Report available here: EPA What Matters Report
- Executive summary from the report:
The Public Participation Networks (PPNs) were established through the 2014 Local Government Reform Act in order to “provide a mechanism by which citizens can have a greater say in local government decisions which affect their own communities” (DRCD, 2017). There is a PPN in each of the 31 local authority areas in Ireland and together they have a membership of approximately 12,800 Irish organisations and groups across the community and voluntary, environment and social inclusion sectors.
Alongside building the capacity of community organisations and electing community representatives to sit on local government policy committees, one of the functions of the PPNs is to develop municipal district-level “visions” of community wellbeing. These visions of community wellbeing are to be set out in a “wellbeing statement” that is used by the PPNs to inform their participatory and advocacy work with local government and their local policy committees.
By understanding which determinants of community wellbeing matter to people at a municipal district level, the PPNs can more legitimately present and represent the views and wishes of communities across Ireland. The PPN wellbeing statement can provide local government, national statutory and non-statutory bodies and elected representatives with insights that can inform the design of local policies, services, programmes and engagement strategies.
This report presents the initial findings from an action research project in which a toolkit was co-designed that helps PPNs develop their visions of community wellbeing. The action research and co-design project was funded by the Irish Environmental Protection Agency (EPA) and delivered on a part-time basis
between October 2017 and September 2018.
An EPA research fellow worked alongside four PPNs, the Irish Environmental Network and Social Justice Ireland to co-design a toolkit for identifying “bottom-up” community wellbeing indicators.

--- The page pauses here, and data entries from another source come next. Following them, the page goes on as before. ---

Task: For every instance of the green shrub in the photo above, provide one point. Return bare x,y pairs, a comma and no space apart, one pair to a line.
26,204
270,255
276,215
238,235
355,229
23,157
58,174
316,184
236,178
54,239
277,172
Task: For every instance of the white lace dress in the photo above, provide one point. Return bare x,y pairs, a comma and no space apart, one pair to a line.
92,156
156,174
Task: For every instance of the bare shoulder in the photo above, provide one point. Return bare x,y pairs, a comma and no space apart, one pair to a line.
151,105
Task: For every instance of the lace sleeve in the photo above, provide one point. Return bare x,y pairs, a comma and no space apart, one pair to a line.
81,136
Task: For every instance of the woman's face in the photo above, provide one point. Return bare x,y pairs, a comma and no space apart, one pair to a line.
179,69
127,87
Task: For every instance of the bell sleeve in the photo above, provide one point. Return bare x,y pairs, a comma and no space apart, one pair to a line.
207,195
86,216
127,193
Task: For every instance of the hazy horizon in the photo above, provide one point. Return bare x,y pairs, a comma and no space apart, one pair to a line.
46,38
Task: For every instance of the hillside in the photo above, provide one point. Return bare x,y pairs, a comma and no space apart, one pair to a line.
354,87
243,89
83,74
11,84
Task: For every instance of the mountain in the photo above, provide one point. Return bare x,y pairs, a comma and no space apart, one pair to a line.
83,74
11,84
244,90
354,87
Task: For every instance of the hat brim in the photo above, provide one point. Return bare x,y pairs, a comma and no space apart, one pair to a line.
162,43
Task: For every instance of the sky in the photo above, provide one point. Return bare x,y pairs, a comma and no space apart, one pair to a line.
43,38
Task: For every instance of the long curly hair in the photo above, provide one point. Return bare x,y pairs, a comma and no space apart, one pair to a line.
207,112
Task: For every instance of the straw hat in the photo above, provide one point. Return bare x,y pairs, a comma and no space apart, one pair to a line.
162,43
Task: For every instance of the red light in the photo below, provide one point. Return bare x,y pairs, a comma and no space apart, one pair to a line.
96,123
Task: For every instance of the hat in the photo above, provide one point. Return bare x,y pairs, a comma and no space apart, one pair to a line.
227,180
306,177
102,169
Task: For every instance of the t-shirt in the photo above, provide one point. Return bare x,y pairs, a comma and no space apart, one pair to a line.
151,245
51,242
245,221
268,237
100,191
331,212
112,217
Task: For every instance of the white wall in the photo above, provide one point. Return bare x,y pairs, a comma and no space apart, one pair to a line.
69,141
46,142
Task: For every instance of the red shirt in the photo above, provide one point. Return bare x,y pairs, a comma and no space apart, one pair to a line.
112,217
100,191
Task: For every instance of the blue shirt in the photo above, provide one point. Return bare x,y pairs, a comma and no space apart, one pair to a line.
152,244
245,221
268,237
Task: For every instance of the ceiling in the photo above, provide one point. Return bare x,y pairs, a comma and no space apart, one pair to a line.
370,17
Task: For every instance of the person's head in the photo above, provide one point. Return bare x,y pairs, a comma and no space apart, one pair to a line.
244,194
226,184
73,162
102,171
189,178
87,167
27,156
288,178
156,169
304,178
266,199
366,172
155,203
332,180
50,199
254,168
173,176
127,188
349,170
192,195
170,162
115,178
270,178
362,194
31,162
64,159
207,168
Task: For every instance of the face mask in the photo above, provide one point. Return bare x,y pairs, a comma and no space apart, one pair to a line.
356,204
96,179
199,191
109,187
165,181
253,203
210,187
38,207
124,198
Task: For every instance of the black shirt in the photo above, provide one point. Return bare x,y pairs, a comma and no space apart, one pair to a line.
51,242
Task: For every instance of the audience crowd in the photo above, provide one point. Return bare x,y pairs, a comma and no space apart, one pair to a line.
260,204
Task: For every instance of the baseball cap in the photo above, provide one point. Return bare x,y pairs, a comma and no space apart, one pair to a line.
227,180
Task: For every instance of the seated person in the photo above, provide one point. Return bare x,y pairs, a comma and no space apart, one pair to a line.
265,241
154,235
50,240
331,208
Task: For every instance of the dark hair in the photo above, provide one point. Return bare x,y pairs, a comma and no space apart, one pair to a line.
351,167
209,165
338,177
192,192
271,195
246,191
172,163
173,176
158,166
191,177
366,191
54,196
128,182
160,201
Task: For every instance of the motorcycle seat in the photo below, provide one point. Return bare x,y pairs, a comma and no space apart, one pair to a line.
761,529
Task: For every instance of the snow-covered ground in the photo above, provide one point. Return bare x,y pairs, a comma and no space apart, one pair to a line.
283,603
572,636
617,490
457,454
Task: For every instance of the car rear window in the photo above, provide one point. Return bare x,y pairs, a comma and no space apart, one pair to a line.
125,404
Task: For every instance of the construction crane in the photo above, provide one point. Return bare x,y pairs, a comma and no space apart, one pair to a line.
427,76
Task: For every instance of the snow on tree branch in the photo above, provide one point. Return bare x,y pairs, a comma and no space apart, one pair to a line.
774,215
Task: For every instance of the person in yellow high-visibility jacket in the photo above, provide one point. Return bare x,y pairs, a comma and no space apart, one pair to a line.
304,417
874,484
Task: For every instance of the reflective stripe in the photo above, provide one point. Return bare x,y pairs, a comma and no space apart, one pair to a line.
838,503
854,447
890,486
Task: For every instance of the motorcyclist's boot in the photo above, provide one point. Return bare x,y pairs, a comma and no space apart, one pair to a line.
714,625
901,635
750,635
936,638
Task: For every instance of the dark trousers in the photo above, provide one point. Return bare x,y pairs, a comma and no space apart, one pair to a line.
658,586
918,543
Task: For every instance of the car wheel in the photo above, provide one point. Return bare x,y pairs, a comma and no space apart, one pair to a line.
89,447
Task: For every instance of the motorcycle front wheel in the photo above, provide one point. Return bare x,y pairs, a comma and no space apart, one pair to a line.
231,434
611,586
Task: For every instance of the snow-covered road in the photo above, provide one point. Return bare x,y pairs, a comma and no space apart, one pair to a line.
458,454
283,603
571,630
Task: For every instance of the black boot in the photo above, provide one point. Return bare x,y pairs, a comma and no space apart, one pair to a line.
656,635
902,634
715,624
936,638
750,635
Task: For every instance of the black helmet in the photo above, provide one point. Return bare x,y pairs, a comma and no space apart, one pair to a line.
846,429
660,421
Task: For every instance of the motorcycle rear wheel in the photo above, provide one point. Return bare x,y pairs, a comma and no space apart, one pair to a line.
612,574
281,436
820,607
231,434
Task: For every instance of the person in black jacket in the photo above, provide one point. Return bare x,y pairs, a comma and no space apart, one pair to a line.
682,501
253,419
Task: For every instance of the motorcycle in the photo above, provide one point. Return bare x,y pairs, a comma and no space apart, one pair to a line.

This toolkit was then tested through workshops with PPN members in Wicklow, Cork City, Longford and Roscommon. It is planned that, following this, the co-designed toolkit will be rolled out to the 31 PPNs across Ireland.
From these workshops, 2203 separate suggestions on “what matters” to communities across six wellbeing domains were collected. Using inductive thematic analysis, these 2203 suggestions were synthesised into “visions” for community wellbeing for each of the municipal district areas of the PPNs.
These “visions for community wellbeing” were structured around the six wellbeing domains of social and community development; environment and sustainability; work, economy and resources; health; values, culture and meaning; and participation, democracy and good governance. Following the co-design process, additional analysis was undertaken by the research fellow in order to develop a framework of community wellbeing indicators and a proposed methodology that could be delivered at a later stage by the PPNs.
For this project, community wellbeing was situated within a sustainability and environmental policy frame and used as a conceptual framework to consider how wellbeing interventions for sustainable communities in Ireland could be designed. The project builds on existing work by the EPA on the “environment, health and wellbeing nexus”, sustainable communities, behaviour change and citizen science projects.